Classic Chinese jasmine green tea — fragrant, floral and approachable to any guest. Scented with fresh jasmine blossoms using an ancient technique that layers fragrance into the leaf without adding the flower. Light, refreshing and low in caffeine.
Jasmine green tea is the world's most widely recognised scented tea — a pairing refined in China's Fujian and Guangxi provinces for over a thousand years. What distinguishes a properly made jasmine green from the jasmine teabags most guests have encountered is the scenting method: fresh jasmine blossoms are layered with green tea leaves at night when the flowers open, then removed. This process is repeated multiple times. The result is a tea that smells unmistakably of jasmine but tastes primarily of tea — floral on the nose, clean and sweet in the cup.
The overwhelming majority of jasmine tea sold commercially is flavoured, not scented: jasmine extract or oil added to a tea base. The difference in the cup is immediately apparent. Flavoured jasmine is one-dimensional, perfume-like, fading quickly; properly scented jasmine has layered fragrance that opens on the steam, develops in the first infusion and softens in later steeps as the tea character comes forward. For a cafe positioning its tea programme as genuinely premium, this distinction is worth communicating to guests. It is the kind of detail that builds repeat custom.
Jasmine green tea consistently reaches guests who claim not to like tea. The floral fragrance is immediately welcoming, the natural sweetness requires no additions and the low caffeine level makes it appropriate across the whole day. It requires no explanation for most guests — they recognise it, associate it with positive experiences, and trust it. For a cafe adding loose-leaf service without wanting to train extensively, jasmine green is the lowest-resistance addition: it sells itself, re-steeps well and produces a visually appealing pot. Brew at 80°C, 3g per 200ml, 45–60 second first steep.
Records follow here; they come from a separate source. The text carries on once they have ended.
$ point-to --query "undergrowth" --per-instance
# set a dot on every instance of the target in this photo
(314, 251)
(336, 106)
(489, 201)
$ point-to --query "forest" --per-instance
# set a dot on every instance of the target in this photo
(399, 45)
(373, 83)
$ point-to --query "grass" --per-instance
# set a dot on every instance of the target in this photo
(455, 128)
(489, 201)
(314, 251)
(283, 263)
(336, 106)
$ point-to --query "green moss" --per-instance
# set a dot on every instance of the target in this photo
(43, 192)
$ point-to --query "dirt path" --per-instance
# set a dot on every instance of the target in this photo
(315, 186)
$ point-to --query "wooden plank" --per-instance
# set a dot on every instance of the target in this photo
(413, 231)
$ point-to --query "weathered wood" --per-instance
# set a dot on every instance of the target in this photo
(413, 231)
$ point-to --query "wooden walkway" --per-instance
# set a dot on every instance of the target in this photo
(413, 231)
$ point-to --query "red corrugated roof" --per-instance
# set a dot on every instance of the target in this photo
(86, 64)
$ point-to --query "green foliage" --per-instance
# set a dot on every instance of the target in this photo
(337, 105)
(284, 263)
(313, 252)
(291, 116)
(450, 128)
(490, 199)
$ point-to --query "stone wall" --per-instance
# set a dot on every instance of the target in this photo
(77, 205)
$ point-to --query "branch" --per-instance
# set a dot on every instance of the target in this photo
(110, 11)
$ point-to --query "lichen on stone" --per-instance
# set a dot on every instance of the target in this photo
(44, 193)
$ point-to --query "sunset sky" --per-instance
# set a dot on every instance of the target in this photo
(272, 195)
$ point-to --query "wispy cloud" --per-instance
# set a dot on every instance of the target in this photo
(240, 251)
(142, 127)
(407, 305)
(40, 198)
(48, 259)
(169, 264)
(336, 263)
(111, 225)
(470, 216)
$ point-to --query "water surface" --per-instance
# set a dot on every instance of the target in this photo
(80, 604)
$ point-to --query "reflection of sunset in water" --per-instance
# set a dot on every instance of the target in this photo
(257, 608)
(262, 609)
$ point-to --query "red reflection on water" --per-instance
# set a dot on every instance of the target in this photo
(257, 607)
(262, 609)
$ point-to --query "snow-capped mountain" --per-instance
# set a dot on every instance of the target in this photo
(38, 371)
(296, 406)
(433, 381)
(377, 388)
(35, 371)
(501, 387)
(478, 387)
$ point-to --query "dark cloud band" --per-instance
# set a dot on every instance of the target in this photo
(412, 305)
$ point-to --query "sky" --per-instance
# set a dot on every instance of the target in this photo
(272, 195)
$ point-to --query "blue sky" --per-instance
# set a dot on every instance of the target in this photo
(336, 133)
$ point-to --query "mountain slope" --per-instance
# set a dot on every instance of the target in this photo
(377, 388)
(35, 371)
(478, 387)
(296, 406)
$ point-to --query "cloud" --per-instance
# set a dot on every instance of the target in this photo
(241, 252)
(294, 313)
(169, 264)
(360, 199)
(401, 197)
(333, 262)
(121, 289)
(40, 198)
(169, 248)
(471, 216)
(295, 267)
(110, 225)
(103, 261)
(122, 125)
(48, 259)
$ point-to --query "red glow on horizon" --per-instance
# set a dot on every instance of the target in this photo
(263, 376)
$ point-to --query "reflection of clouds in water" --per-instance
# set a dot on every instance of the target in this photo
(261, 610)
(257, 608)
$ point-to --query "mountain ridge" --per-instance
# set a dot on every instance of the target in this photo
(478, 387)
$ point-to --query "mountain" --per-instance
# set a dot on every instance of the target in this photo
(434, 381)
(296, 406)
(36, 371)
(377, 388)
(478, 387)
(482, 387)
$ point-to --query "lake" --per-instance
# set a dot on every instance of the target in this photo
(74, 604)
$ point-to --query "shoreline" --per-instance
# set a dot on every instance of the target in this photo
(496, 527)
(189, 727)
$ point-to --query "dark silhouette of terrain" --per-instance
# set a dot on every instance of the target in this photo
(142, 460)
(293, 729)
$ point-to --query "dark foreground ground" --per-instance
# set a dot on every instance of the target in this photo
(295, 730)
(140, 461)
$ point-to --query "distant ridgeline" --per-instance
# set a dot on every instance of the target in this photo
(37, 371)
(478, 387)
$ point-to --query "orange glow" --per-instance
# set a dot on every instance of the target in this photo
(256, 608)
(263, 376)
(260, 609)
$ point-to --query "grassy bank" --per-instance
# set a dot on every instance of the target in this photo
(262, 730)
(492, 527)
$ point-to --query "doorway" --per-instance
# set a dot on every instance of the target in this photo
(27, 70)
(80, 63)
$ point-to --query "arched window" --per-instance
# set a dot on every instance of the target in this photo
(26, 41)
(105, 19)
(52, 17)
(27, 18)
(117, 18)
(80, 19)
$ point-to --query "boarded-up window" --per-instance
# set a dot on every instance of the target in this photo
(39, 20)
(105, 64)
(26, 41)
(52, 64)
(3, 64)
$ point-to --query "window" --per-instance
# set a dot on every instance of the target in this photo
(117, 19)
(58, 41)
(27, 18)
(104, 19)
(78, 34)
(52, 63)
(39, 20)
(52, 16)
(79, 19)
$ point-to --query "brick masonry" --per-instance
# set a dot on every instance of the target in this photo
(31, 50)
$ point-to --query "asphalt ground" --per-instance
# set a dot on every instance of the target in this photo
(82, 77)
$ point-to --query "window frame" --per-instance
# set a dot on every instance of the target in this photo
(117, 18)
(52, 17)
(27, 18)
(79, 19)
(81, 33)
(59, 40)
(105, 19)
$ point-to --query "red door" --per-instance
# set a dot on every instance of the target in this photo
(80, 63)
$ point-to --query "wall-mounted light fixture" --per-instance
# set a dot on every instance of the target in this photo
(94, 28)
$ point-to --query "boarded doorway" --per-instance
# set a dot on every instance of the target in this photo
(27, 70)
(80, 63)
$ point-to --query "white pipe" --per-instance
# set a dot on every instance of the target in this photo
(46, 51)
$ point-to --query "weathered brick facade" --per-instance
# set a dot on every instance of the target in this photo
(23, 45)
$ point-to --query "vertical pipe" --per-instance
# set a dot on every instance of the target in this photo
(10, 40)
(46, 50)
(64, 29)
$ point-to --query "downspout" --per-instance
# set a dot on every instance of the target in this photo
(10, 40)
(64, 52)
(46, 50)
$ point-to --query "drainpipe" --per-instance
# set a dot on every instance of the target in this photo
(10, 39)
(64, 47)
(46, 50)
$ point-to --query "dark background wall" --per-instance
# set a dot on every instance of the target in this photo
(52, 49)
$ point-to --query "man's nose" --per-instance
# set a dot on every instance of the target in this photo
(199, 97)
With caffeine equivalent to standard green tea, jasmine green is appropriate for afternoon and evening service — a significant advantage over the higher-caffeine teas in the range. For hotel lobby cafes running through dinner, for wellness venues wanting something floral and familiar, and for restaurants needing an end-of-meal option that is not herbal but still gentle, jasmine green delivers. It pairs naturally with Chinese and Asian cuisine, with light desserts and with any occasion where the guest wants to slow down without switching to something entirely different.